I “no” ai referendum popolari lo hanno dimostrato. Il metodo non funziona più. Bisogna inventare una nuova democrazia. Così abbiamo scoperto gli strumenti che il trattato di Lisbona ha messo a disposizione dei cittadini. Dal 1° aprile la petizione è la nuova arma dei popoli. Bisogna riunire sette cittadini di sette paesi diversi e la procedura può essere avviata. Basta raccogliere nell’arco di un anno un milione di firme con una soglia minima nei paesi prescelti: 74.250 in Germania, 55mila in Francia e 4.500 a Malta. Una volta raccolte le firme la Commissione europea riceverà  i sottoscrittori della petizione. Nel caso peggiore si limiterà  ad ascoltarli educatamente; in quello migliore redigerà  una proposta di legge per tenere conto delle loro aspirazioni.

Attenzione però a non lanciarsi troppo presto.
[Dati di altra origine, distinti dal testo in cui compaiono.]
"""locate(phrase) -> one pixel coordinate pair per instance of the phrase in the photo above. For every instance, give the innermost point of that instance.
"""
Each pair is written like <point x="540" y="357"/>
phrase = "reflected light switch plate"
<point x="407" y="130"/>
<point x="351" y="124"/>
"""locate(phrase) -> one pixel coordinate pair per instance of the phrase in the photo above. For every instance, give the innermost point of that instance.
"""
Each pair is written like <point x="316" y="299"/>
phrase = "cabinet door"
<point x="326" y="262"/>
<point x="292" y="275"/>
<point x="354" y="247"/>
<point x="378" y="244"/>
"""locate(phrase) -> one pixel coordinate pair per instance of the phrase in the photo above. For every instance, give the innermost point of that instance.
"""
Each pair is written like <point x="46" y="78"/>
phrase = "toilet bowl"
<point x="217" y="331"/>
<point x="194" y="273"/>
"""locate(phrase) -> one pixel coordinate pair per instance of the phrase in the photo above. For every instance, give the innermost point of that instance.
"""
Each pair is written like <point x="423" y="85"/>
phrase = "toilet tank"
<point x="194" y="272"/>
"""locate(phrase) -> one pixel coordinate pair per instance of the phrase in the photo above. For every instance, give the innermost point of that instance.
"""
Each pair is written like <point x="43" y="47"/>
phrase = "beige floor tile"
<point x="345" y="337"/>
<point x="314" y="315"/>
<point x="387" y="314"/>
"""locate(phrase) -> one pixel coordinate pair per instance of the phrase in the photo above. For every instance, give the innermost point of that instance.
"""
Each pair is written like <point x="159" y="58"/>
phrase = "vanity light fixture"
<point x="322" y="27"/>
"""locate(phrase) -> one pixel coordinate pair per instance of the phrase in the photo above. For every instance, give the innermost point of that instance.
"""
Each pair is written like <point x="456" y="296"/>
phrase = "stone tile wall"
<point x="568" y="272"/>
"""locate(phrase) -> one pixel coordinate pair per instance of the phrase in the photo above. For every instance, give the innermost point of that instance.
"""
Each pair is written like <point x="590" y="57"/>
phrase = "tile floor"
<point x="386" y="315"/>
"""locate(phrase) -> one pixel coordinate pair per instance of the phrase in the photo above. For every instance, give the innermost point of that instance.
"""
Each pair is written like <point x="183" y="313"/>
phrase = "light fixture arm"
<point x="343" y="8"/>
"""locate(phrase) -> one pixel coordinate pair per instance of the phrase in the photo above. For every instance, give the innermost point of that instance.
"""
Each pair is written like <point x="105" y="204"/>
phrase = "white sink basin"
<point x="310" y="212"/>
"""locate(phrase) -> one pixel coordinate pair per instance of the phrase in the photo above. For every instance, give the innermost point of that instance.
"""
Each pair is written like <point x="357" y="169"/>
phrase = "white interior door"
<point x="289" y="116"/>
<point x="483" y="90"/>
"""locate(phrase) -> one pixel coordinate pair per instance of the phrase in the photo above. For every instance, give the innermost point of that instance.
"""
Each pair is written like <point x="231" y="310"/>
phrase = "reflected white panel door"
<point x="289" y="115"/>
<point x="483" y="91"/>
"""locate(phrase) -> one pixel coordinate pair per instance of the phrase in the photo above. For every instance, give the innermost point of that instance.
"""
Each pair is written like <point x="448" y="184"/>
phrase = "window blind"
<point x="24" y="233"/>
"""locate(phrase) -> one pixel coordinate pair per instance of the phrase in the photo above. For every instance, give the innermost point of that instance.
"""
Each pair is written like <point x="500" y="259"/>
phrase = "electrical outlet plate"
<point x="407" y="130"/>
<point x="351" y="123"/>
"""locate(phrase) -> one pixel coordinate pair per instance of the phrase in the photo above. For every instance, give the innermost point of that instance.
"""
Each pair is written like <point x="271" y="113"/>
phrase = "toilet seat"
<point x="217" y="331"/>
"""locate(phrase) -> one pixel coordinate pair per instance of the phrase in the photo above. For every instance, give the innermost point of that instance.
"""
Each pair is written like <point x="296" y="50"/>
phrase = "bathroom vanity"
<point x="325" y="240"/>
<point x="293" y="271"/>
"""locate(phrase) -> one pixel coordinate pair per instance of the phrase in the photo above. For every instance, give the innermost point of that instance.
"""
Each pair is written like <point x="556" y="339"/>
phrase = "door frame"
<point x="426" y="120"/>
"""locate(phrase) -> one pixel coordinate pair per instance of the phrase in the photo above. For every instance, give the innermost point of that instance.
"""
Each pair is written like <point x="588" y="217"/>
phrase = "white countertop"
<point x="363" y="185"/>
Greenpeace aveva organizzato una petizione che aveva raccolto 1,2 milioni di firme per vietare gli ogm in Europa. Presentata alla fine del 2010, la domanda non è stata accettata, ma il caso ha finalmente spinto la Commissione a pubblicare il suo regolamento di applicazione, rendendo la petizione operativa a partire dal 1° aprile.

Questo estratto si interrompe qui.